The November attacks that killed 130 people in Paris were staged from Belgium, and subsequent official investigations have revealed how ineffective the surveillance of suspected radicals in the country has often been.
Belgium has also been one of the prime European recruiting grounds for foreign fighters enlisted by ISIS.
Jambon said 300 new officers will be added in Molenbeek and other neighborhoods of greater Brussels with a history of radical Islamist activity. Ninety-six police investigators will be hired, and 260 TV cameras positioned to monitor movements on the highways.
The plan also includes funds for more judges, police snipers, computer equipment, DNA scanners, prison guards and training of Muslim religious leaders.
Law enforcement personnel will also be reinforced at Belgian airports and on the country’s North Sea coast.
Prime Minister Charles Michel told a joint news conference with Jambon and other members of the federal government that 103 new hires will be made in the Belgian state security services.
In a tweet, the prime minister put the overall price tag of Belgium’s security upgrade at 300 million euros ($334 million).
Molenbeek, the gritty industrial district in western Brussels that was home to suspected Paris attack ringleader Abdelhamid Abaaoud and three other attackers, became the symbol of the presence of Muslim radicalism in Belgium and the inability of authorities to stamp it out.

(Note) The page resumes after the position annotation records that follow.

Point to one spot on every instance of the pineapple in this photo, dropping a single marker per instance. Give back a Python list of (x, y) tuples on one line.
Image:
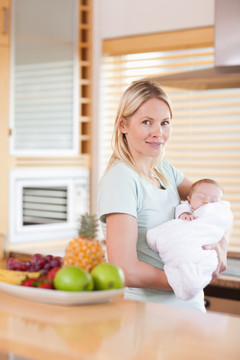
[(85, 251)]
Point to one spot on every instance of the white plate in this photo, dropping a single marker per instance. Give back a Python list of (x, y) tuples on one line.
[(60, 297)]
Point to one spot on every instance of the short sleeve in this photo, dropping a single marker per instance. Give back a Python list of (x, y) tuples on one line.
[(118, 192)]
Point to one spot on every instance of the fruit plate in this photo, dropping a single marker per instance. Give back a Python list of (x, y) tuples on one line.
[(60, 297)]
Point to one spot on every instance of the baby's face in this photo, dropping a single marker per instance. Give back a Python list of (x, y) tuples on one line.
[(203, 194)]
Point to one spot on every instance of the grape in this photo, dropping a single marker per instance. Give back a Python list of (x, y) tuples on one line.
[(54, 263), (39, 263), (49, 257), (47, 267), (36, 258)]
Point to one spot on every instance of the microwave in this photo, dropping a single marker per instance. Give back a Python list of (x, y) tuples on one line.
[(46, 204)]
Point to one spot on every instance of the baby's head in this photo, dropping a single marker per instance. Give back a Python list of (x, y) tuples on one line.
[(204, 191)]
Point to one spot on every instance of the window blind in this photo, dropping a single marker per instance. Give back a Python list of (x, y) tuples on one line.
[(44, 78), (206, 124)]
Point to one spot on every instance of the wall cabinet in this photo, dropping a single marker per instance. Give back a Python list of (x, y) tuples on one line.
[(4, 114), (4, 22), (83, 53)]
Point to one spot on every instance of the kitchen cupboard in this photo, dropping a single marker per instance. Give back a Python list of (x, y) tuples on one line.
[(17, 161), (4, 22), (4, 90)]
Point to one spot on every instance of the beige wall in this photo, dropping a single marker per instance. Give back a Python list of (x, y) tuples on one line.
[(120, 18)]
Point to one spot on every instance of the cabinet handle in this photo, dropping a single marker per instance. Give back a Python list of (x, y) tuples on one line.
[(5, 20)]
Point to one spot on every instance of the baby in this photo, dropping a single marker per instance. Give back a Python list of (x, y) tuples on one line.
[(202, 192), (202, 219)]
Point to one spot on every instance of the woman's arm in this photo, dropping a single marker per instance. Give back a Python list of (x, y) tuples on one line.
[(221, 248), (121, 239)]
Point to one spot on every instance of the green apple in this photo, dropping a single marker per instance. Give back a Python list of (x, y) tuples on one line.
[(107, 276), (72, 278)]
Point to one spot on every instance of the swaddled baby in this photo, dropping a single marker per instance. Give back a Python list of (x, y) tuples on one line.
[(201, 220)]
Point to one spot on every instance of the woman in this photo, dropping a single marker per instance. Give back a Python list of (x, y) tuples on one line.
[(140, 190)]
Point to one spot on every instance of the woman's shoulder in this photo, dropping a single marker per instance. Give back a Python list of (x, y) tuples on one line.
[(174, 175)]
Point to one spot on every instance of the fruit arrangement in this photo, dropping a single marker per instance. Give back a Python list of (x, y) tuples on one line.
[(83, 267)]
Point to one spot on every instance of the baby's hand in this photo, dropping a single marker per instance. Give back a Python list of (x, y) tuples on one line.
[(187, 216)]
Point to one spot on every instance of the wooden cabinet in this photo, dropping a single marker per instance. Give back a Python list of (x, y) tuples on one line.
[(84, 101), (4, 22), (4, 115)]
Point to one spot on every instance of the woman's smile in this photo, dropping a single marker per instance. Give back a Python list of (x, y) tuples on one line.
[(148, 129)]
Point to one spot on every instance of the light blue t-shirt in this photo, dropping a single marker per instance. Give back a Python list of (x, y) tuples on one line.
[(122, 190)]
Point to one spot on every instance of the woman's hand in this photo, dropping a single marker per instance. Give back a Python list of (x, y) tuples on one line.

Jambon said 50 of the new police hires will quickly be deployed there.
Francoise Schepmans, Molenbeek’s mayor, expressed satisfaction at the decision. The new arrivals, she told AP, “are going to assist the local officers, the police who collect information on the ground and investigate who lives where.”
Molenbeek’s mayor said the Belgian federal government will also be supporting the local force’s administrative cell in “deciphering the activities of individuals and places connected to radicalism.”